Pervasive are smallest grammar *approximation* algorithms. But rarely if ever do they talk about what would be an exact algorithm for computing smallest grammars, regardless of its efficiency.

Here I attemp to exhibit an algorithm but of course I want to make it as efficient as possible. The idea is to construct a grammar starting at the leaf production rules and constructing from them the next stage, until there’s nothing left to construct.

Let $ s$ be a string over the singleton alphabet $ \Sigma = \{a\}$ .

For instance $ s = a^6$ .

A substring $ t \leqslant s$ is **repeating** in $ s$ if $ t \gamma t \leqslant s$ .

A substring $ t \leqslant s$ is **irreducible** if it contains no repeating substrings itself.

The repeating irreducibles of length $ \geq 2$ in $ s$ are $ I = \{ a^2, a^3 \}$ . These represent all possible **terminal** rules that could occur in a smallest grammar of $ s$ . A terminal rule is simply a rule with no variables occuring on the right of its arrow.

Now form and keep track of the rules $ R = \{A \to a^2, B \to a^3\}$ and put $ X := \{ A, B, a\}$ . Now compute all $ xy$ such that $ x, y \in X$ and the grammar $ G = \{ S \to xy\} \cup \text{Rules}(x) \cup \text{Rules}(y)$ is irreducible and $ \overline{G} \leqslant s$ , where $ \overline{G}$ is full grammar expansion to string $ \text{Rules}(\gamma)$ is defined recursively as follows:

$ $ \text{Rules}(a) = \{\} \ \text{Rules}(uv) = \text{Rules}(u) \cup \text{Rules}(v) \ \text{Rules}(U) = \{U \to \gamma_U\} \cup \text{Rules}(\gamma_U), \ $ $ where $ u,v$ are any nonempty strings, and $ U \to \gamma_U \in R$ .

Add each such $ xy$ to $ X$ . Now keep repeating the last step (augmenting $ X$ ) until it no longer changes size.
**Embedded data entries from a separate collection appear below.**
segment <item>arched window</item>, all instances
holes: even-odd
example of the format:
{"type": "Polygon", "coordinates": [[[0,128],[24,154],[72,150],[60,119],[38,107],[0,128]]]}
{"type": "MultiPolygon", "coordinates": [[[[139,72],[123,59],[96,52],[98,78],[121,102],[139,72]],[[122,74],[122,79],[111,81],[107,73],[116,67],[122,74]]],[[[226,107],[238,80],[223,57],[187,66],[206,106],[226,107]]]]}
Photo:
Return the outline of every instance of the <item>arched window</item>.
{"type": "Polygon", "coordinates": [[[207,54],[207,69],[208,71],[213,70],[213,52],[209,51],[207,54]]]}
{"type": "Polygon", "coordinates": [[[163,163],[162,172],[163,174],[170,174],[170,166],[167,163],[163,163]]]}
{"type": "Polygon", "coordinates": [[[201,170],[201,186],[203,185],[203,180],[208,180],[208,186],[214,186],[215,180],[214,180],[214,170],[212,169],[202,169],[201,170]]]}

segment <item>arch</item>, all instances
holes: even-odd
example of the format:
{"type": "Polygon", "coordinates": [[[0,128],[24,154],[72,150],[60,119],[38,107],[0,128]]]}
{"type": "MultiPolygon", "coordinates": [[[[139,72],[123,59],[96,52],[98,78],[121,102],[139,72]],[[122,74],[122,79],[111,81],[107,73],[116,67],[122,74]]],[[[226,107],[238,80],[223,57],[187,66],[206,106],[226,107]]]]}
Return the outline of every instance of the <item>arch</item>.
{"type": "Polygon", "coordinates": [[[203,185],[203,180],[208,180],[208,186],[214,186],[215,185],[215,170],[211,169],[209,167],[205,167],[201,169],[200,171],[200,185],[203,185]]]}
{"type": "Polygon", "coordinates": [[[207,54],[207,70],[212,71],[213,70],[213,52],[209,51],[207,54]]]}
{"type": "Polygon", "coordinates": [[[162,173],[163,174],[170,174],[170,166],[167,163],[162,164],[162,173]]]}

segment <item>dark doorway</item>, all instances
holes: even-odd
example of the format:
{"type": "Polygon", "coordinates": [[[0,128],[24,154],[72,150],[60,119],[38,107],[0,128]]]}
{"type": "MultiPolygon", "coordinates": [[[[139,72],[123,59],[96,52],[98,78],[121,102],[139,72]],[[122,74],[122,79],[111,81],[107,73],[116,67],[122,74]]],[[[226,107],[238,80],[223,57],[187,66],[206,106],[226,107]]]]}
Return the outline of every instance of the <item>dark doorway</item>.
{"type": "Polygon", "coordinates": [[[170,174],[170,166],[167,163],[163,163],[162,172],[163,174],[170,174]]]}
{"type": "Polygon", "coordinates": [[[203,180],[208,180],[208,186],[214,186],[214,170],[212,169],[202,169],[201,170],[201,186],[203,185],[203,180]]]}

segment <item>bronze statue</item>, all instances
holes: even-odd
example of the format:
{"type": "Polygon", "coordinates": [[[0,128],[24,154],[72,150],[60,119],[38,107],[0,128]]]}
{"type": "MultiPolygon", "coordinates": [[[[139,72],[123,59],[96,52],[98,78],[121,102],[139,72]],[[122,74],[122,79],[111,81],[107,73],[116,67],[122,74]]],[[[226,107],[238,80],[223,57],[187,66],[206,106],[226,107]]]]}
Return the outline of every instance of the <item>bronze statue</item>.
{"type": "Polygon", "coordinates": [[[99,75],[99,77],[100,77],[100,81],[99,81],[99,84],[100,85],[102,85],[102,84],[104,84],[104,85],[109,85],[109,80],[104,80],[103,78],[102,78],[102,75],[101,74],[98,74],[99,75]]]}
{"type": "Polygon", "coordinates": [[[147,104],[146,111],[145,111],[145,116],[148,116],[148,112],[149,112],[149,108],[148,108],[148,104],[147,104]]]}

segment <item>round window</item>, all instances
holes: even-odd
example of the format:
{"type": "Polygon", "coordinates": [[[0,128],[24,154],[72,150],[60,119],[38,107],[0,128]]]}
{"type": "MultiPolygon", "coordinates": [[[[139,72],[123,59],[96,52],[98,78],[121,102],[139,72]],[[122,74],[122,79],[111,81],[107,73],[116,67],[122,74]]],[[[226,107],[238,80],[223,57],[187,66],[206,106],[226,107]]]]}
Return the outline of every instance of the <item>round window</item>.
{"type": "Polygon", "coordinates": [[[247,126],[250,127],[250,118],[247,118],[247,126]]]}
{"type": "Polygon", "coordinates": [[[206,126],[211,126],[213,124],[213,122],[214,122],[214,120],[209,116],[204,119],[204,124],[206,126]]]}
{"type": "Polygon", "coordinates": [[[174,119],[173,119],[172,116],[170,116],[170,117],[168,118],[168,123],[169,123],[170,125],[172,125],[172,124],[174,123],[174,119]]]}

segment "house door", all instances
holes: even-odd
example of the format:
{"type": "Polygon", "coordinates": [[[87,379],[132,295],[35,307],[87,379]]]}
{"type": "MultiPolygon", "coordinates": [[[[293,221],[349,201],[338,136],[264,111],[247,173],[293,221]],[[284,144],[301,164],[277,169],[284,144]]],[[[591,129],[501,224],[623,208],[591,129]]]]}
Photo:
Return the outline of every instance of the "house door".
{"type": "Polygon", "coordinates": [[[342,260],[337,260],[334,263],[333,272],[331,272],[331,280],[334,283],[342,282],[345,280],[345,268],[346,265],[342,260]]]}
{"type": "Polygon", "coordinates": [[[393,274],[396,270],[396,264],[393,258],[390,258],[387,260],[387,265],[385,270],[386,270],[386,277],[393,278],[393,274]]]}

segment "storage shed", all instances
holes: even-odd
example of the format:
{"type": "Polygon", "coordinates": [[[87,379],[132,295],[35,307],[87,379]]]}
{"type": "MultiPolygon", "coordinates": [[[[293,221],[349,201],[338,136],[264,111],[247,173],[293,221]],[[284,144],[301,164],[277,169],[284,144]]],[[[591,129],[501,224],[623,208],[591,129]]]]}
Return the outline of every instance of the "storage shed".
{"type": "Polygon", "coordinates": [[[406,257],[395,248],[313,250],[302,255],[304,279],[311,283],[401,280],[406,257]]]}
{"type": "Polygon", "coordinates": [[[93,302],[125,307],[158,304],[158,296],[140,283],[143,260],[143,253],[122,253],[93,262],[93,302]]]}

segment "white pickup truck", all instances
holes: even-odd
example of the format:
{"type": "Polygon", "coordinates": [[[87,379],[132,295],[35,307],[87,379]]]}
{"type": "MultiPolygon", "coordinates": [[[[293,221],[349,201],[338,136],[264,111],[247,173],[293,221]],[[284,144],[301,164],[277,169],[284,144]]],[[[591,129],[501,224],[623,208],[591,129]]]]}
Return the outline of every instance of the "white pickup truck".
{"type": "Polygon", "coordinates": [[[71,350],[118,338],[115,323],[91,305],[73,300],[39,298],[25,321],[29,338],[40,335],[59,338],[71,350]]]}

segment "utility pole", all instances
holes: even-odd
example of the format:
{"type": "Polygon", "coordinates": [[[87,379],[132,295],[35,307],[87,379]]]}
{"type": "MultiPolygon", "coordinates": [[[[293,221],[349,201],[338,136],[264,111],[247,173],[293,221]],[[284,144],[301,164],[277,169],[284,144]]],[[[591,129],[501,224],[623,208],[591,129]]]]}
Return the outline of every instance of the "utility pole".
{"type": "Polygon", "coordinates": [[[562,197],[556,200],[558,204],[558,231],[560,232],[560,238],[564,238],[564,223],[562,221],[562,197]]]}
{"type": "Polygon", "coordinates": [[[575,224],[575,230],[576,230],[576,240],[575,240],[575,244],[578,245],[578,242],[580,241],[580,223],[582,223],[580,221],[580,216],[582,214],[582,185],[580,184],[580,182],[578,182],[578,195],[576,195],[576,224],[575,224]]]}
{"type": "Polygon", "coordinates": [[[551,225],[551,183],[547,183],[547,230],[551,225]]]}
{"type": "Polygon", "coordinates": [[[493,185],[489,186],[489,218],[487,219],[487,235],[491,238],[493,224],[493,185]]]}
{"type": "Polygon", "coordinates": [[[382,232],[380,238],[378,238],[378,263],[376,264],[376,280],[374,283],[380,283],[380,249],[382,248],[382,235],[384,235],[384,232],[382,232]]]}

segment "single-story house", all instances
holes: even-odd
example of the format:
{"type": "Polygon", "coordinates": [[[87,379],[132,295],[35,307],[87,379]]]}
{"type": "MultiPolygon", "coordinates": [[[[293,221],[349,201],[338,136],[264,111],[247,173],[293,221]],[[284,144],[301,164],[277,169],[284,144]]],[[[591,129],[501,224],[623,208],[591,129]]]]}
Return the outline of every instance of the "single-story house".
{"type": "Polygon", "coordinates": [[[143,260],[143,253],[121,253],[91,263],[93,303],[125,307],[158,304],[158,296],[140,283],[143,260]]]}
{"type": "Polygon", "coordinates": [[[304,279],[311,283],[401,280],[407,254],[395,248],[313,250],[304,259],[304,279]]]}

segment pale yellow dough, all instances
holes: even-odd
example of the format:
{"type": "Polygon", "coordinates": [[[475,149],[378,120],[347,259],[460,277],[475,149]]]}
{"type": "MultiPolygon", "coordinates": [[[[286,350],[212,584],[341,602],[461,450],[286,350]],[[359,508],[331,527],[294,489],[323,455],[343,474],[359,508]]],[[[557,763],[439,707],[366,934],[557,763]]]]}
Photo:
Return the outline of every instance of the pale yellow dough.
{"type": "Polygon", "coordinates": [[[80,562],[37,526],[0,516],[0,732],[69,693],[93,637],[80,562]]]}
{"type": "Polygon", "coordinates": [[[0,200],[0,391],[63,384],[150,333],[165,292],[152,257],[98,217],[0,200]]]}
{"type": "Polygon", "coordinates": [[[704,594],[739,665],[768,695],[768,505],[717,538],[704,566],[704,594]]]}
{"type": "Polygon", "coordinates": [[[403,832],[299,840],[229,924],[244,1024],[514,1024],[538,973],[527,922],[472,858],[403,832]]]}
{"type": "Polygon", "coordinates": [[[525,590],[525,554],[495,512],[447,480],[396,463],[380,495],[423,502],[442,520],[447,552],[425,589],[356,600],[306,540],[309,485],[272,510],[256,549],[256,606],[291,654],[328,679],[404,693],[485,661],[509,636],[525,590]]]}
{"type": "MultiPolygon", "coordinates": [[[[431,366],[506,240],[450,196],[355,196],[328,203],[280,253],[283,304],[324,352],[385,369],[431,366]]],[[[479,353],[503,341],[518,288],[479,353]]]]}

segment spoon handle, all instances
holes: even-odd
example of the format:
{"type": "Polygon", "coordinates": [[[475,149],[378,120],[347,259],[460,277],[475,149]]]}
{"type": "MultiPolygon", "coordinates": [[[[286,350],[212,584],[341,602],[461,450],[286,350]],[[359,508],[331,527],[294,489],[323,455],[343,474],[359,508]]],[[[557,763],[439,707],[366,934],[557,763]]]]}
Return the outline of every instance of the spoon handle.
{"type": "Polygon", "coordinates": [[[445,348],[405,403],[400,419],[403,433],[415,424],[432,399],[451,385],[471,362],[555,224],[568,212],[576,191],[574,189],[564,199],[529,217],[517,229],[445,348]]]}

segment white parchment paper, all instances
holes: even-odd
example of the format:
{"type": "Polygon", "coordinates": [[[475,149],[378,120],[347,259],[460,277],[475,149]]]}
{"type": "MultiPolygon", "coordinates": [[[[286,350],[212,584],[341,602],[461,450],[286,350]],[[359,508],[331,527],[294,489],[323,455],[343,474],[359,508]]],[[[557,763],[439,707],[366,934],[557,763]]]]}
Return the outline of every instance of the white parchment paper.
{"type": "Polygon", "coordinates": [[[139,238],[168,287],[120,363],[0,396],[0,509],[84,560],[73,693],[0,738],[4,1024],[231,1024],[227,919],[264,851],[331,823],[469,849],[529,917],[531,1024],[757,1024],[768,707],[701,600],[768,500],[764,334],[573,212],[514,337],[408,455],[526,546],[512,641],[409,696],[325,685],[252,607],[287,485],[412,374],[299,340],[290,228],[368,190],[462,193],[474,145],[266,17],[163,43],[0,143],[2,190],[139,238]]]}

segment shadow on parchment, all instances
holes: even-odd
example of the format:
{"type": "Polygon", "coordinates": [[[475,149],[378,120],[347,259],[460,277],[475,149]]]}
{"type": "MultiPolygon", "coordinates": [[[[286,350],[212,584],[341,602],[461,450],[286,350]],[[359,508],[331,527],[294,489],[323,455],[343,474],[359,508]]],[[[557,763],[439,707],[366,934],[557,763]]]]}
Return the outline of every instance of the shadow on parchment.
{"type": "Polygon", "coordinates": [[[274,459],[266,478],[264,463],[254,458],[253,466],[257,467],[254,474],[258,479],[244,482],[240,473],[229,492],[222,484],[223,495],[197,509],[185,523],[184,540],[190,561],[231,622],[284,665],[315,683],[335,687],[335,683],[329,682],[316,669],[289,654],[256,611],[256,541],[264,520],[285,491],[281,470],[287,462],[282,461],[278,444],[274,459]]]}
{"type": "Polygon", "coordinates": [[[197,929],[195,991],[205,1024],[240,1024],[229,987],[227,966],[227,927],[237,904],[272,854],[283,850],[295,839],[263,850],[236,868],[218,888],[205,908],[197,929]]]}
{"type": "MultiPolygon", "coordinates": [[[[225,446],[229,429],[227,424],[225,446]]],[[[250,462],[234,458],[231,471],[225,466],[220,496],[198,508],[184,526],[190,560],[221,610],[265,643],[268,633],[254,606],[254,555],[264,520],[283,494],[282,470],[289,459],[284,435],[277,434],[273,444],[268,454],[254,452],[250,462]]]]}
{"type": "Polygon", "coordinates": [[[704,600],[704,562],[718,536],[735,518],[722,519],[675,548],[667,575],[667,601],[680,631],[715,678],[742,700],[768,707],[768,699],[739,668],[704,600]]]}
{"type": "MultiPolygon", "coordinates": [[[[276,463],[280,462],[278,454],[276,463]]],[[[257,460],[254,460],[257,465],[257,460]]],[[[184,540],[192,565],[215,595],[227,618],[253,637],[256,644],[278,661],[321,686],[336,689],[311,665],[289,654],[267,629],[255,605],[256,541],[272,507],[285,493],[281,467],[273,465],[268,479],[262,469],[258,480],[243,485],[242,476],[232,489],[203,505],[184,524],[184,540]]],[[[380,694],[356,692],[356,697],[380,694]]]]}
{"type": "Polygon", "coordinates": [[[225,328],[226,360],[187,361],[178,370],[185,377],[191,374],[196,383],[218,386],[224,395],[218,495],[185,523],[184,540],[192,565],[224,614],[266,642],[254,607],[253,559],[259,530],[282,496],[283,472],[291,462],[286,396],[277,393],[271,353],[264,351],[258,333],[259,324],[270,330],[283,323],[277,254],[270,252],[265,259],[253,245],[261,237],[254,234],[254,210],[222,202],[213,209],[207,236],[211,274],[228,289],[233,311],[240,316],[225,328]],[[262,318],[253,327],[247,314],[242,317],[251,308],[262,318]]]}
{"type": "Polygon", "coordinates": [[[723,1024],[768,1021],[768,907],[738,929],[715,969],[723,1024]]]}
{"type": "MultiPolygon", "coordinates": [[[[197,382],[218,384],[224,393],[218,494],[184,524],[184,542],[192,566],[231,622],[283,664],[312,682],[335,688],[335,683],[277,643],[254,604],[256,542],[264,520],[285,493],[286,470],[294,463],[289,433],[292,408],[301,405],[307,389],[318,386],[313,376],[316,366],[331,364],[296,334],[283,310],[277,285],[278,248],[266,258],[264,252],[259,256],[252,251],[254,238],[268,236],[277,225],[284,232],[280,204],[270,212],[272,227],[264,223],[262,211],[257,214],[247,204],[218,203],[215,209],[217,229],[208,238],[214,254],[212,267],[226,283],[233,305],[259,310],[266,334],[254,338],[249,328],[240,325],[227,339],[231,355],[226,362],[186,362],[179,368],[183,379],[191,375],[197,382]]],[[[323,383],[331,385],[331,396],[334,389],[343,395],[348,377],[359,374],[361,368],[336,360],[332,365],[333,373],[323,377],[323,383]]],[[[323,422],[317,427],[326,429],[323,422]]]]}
So we have for $ s = a^6$ :

$ $ X_0 = \{ A, B, a\} \ X_1 = \{A^2, Aa, aA, aB, Ba, B^2 \} \ \vdots \ X_h = \dots $ $ Notice that we didn’t add in stuff such as $ AB$ since the resulting test grammar $ G$ would be reducible since $ a^2 \leqslant a^3$ . In other words we’re constructing only irreducible grammars!

What are methods to estimate the upper bound on $ |X_h|$ ? That would give an idea of the running time.

Forgot to mention, $ t$ is a substring of the grammar $ G$ , written $ t \leqslant G$ if for some rule $ M \to \gamma_M$ in $ G$ , $ t$ is a substring of $ \gamma_M$ .

A substring $ t \leqslant G$ is **repeating** if it is repeating in some $ \gamma_M$ for some $ M \to \gamma_M \in G$ , or if it is a substring of at least two rules in $ G$ .

Note that *smallest* grammar implies *irreducible grammar*, but not vise versa. So we’re constructing a larger class of grammars than “just the smallest” and then checking each.